We need to be cautious of that, because there are other isolations than
military.
- The isolation of hate is one. Increasingly,
it's becoming unattractive and in some places dangerous to be identified
as American. We are too rich, too self assured, too careless and far
too
dangerous to be loved, and love (or at least a degree of respect) is
the necessary precursor to understanding. That respect is undermined
by a
history of convenience, genocide and racism that undermines our moral
authority to criticize and isolate governments practicing as we practiced.
We forget our bloody past because we've grown past it, but the world
remembers
our 18th and 19th century genocide against our native population as we
try Milosevic in an international court. The world remembers American
slavery, the police dogs and brutalization of the march on Birmingham
as we shun China for its civil rights violations.

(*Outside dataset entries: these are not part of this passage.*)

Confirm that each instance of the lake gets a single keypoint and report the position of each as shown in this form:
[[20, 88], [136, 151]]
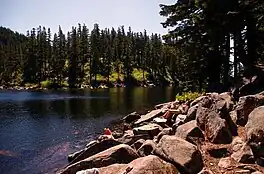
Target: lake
[[38, 129]]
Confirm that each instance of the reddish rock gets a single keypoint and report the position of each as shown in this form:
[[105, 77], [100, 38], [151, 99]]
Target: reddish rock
[[149, 165], [184, 155], [246, 105], [190, 132], [147, 147], [149, 116], [122, 154]]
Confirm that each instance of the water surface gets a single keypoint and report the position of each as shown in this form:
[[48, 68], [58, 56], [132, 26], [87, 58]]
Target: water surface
[[39, 129]]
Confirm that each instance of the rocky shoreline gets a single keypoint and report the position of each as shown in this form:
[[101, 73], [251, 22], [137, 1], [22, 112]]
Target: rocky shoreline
[[211, 134]]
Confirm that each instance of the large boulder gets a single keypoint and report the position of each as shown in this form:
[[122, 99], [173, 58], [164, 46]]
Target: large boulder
[[242, 153], [150, 129], [255, 125], [148, 165], [147, 147], [121, 154], [92, 148], [215, 128], [204, 101], [226, 96], [75, 154], [160, 121], [149, 116], [246, 105], [191, 114], [129, 137], [130, 118], [138, 144], [180, 119], [165, 131], [112, 169], [201, 117], [190, 132], [255, 131], [184, 155]]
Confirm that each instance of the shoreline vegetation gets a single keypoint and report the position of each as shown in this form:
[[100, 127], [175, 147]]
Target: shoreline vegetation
[[196, 133], [137, 80]]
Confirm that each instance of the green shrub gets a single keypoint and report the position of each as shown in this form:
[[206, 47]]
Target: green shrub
[[46, 84], [188, 96]]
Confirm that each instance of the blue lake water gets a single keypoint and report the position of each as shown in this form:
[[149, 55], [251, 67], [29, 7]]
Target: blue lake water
[[39, 128]]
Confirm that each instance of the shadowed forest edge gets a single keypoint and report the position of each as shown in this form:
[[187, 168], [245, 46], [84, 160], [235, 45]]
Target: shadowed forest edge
[[211, 45]]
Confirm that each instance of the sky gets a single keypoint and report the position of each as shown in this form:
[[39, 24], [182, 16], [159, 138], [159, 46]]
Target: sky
[[23, 15]]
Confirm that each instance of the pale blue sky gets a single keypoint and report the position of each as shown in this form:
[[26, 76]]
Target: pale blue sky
[[23, 15]]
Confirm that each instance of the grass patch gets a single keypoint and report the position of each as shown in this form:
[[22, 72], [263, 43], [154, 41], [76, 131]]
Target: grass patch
[[188, 96]]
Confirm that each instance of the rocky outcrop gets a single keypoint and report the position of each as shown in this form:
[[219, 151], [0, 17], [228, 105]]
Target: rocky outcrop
[[122, 154], [180, 137], [191, 114], [138, 144], [246, 105], [132, 117], [149, 165], [93, 148], [147, 147], [150, 129], [165, 131], [255, 133], [215, 128], [190, 132], [149, 116], [184, 155]]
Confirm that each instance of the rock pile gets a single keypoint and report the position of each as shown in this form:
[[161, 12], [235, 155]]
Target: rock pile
[[212, 134]]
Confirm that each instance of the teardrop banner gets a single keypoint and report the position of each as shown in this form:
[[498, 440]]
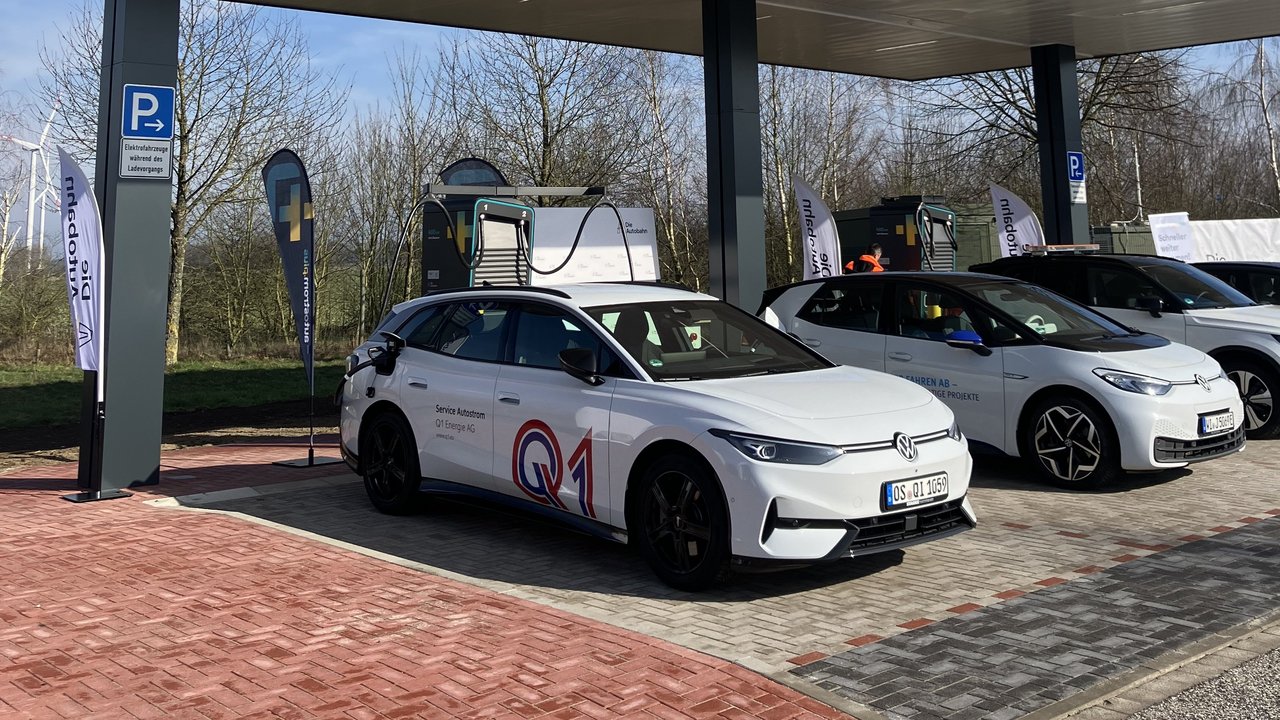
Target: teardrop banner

The world knows America
cut down all its forests as we point fingers at the Amazon. There are
too many Battistas, Sukarnos and Marcos in our past, too many subversions
of government by Dulles and Kissinger and the CIA, too many terrorists
supported to come to a war on terrorism with clean hands. We veto a World
Court for fear that powerful Americans may find themselves among the
indicted.
- The isolation of virtue is another, thinking
of ourselves as gladhearted and generous, sharing our national values
with the less advantaged. As an immigrant nation we see ourselves the
envy of the poor and downtrodden who came to our shores with hope and
ambition. But that denigrates the enormous percentage who stayed home
to remain French and German, Chinese and Italian, scores of nationalities
whose cultures stretch ten times the length of ours. And they're proud
of their cultures, those Persians, Egyptians, Greeks, Romans, French,
Chinese, Portugese and Brits who fired the iron that became the steel
of America. We think of ourselves as good people and we are good people,
but our hands have not always been clean and are not yet. We are perhaps
the envy of the world, but envy is not respect and envy pays a bitter
price in congenial society.
- The isolation of the governed has certainly become
obvious to even the most unengaged and disinterested citizen. The Senate
and House of Representatives are more subject to special interest than
ever in their history, the cost of winning and maintaining a seat so
punitive as to tie their vote irrevocably to moneyed interests. Unable
to detox
themselves from the cocaine of money, they legislate against the drug
and cigarette habits of a populace long gone to sleep. The Supreme Court
decision that gave us an un-elected president is but one case of the
depth of the nap, the War on Terrorism, undeclared against an ill defined
enemy
is but another. Allowing the president to unilaterally nullify a treaty
approved by Congress is merely further evidence that our elected representatives
have their eyes too closely and constantly on the money to pay attention.
Who's running this show? becomes painfully evident with tax codes, accounting
procedures and rules of merger-acquisition granted to the foxes for the
running of the chicken coop. Enron has everyone running for cover and
it's engaging comedy, if only it weren't so painful.
- Finally, the isolation
of power requires an enormous sense of justice and restraint. It's
likely that we have come to the one
without the necessary maturity to handle the other. And yet the laws
that bring down the powerful have not yet been rescinded. The overreaching
arrogance at Enron brought a corporate culture to its knees. The
irresistible
power of the American military proved useless against the suicide
mission of a handful of terrorists. We must come to the realization
that Enron
and the World Trade Center disaster are not anomalies and are not
behind us. They are wake-up calls to weaknesses in American business
and political
policies, both of which have become captive to short-term profit
motives and the temptations of market domination. "Absolute power corrupts
absolutely" has never been more clearly illustrated than the example
of the American political, military, business and congressional communities.